Все тело безвластно тряслось и стягивалось холодными обручами. Задыхался.
Мороз крутил пальцы, казалось, будто зашпоры[114] зашли.
— Ты что? Падучей болеешь? — подполз и быстро схватил его за ноги небольшой гибкий красноармеец в длинной потертой шинели.
— Пусти. Малярия мучает, — устало ответил, зло и с болью прищуривая глаза.
— Вон оно что, — выпустил его красноармеец и осторожно накрыл шинелью. — Здесь у нас один сержант задрожал был, так немец его сразу же на месте прикончил. У них болеть нельзя. Только ты подальше отодвинься от мертвых. Аж головой толчешь его.
— Где мертвый? — встал на локте.
— Возле тебя лежит, — показал на красноармейца в истоптанных ботинках. — Вчера вечером преставился. Если бы раньше — раздели бы догола. У них ничего не пропадает — даже исподники снимают в долине смерти. Народ культурный, — злостно сплюнул.
Созинов еще слышит медленный голос, напрягая до боли память, схватывает еще отдельные слова, но уже не может понять, о чем идет речь. Горячие волны заливают голову, все тело, и он отдаляется от внезапно потеплевшей земли, будто отплывает куда-то…

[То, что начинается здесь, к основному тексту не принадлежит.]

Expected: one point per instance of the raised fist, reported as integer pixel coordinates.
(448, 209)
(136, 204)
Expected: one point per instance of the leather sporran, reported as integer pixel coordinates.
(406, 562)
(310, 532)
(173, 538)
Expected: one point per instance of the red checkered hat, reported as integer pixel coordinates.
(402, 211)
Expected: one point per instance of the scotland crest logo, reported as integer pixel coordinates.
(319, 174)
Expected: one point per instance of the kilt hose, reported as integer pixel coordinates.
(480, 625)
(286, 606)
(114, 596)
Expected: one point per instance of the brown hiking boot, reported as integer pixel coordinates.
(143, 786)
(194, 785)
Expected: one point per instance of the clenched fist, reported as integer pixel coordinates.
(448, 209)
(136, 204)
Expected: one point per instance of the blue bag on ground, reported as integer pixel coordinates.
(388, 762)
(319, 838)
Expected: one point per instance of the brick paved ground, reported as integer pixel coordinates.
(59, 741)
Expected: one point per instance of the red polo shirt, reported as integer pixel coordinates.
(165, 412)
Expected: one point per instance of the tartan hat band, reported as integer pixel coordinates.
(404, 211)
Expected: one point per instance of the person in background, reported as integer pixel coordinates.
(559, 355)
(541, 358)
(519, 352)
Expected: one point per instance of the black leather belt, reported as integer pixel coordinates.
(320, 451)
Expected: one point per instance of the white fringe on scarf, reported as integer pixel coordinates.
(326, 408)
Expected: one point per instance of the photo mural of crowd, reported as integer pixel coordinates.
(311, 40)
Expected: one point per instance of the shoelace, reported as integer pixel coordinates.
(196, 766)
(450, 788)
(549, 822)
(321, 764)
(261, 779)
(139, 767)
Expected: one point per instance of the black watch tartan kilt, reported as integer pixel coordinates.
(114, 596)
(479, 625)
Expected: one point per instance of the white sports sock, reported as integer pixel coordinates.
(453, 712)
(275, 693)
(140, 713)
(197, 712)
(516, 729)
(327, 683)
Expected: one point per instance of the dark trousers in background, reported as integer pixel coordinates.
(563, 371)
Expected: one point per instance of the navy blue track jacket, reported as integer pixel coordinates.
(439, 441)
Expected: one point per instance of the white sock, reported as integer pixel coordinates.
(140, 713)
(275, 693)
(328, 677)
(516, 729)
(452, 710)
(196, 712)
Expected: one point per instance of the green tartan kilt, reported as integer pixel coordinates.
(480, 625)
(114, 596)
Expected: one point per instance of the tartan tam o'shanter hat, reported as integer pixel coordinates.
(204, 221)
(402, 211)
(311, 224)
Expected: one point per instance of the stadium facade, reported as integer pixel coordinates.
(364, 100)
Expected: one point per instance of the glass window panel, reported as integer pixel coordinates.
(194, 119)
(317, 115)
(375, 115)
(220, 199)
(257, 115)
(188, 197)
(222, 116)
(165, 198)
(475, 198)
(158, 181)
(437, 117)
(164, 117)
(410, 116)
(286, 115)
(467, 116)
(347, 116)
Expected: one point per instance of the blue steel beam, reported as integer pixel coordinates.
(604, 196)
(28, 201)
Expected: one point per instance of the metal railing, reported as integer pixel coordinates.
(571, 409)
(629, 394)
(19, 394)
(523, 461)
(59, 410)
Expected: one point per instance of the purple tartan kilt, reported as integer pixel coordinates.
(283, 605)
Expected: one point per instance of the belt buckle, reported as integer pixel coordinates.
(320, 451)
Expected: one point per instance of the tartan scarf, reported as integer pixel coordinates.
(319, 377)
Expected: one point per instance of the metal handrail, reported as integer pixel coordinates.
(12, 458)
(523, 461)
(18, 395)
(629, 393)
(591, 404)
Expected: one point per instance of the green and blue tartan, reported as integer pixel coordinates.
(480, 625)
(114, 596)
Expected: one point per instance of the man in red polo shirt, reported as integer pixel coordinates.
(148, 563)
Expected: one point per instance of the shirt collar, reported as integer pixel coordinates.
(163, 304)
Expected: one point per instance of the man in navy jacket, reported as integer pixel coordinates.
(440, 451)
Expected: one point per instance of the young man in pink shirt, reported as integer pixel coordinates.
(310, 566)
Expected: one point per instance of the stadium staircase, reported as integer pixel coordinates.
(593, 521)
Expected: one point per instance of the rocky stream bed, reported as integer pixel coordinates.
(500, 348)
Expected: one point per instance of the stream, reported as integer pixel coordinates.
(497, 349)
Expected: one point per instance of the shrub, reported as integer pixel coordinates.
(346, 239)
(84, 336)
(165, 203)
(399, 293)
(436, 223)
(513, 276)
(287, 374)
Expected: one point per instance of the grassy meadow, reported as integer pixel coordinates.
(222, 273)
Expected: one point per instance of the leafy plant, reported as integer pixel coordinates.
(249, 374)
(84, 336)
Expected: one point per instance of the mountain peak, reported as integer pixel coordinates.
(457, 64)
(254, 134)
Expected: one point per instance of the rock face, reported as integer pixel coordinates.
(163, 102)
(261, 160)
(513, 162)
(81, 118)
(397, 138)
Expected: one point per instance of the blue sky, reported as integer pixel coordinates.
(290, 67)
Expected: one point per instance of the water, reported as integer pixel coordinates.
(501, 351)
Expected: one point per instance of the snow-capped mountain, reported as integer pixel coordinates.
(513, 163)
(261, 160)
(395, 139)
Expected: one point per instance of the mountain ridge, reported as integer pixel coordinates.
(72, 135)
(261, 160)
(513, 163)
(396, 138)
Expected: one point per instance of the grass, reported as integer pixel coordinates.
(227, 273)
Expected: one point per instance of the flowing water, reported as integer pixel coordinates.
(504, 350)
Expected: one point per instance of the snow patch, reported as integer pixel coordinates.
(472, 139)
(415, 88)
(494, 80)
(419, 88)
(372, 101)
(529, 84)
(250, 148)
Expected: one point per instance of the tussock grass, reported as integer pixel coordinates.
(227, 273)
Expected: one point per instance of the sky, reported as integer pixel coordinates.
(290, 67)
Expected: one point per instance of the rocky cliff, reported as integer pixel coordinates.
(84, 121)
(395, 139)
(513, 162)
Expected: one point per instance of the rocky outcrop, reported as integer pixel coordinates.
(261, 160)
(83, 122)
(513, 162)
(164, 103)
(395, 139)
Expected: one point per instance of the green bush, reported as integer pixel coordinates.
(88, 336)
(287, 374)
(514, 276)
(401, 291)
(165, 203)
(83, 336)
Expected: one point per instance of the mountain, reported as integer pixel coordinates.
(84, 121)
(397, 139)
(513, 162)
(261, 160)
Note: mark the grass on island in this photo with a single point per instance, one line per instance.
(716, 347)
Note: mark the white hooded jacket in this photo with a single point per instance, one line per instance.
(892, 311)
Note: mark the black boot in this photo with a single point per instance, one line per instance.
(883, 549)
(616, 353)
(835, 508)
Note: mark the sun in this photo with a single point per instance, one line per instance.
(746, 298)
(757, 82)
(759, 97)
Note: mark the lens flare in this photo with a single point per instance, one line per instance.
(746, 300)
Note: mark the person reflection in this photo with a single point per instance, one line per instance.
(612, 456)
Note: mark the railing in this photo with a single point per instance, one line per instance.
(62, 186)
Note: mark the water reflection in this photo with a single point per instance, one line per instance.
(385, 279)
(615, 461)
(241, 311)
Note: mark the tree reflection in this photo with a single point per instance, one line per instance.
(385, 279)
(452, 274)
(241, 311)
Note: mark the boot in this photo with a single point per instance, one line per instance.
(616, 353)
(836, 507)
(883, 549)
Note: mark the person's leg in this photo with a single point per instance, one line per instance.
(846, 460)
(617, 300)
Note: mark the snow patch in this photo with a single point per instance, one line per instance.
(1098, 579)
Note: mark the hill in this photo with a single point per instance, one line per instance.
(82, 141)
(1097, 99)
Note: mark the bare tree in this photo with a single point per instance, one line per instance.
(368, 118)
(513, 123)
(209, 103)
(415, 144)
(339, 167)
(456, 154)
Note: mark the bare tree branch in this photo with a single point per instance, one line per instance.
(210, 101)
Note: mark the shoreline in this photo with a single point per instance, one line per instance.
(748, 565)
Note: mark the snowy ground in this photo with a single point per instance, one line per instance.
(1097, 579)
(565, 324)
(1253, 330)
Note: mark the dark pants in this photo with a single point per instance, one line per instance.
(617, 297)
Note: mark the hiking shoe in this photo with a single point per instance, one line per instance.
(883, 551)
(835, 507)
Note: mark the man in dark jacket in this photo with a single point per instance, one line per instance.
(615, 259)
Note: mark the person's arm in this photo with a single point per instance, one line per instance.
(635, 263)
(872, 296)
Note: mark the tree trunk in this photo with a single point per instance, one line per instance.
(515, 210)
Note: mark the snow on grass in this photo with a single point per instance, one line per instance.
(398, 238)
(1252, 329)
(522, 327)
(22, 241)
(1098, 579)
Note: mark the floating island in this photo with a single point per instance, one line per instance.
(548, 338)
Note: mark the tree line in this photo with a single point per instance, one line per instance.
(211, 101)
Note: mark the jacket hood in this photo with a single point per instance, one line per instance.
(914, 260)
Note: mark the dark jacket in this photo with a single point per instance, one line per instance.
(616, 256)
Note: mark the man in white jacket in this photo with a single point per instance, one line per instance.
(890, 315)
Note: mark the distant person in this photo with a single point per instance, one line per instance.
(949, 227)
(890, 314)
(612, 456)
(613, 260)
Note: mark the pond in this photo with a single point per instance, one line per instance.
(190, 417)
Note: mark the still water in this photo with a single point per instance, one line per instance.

Умаянный, обессиленный, измученный, просыпается в полдень, снова-таки от выстрелов. А может это показалось? Теперь ведь те взрывы и в снах мерещились, не давали отдохнуть человеку. Но нет. В воздухе пахнет пережженным порохом, недалеко за проволокой щелкает затвор.
— В детей, стерва, стреляет. Культурный народ.
Снова слышит медленный голос; видит, как по огородам рассыпались белоголовые и черноголовые мальчишеские фигуры. Один зацепился ногой за ботву (сверкнула на солнце желтая восковая тыква) и растянулся на месте, с которого сняли картофель. А спустя некоторое время снова началась одна и та же опасная игра: из-за домов, с огородов, улиц просачивалась детвора с оттопыренными карманами, пазухами; пареньки подкарауливали минутку, когда ленивый глаз часового погружался в какие-то воспоминания или видения, и бросали за изгородь горбушки хлеба, яблоки, морковь и стремглав удирали подальше от колючей проволоки.
Измученные, обросшие, почерневшие пленные набрасывались на те убогие харчи, жадно впивались в них, припадая к земле. Но много кому уже было не до еды — только одни запавшие страшные глаза с мутными голодными тенями светились из глубоких ям. И Созинов с боязнью отворачивал свой взгляд от тех страдальческих огоньков, которые, туманясь, уже теряли и тоненькую линию горизонта, и массивы земли.
Нет, он не будет ждать такой смерти. Пусть его пуля догонит на проволоке, остановит на дороге, но он будет бежать, причем немедленно бежать, чтобы не ослабнуть, не отощать, как те сердяги, которых уже не радует ни солнце, ни жизнь.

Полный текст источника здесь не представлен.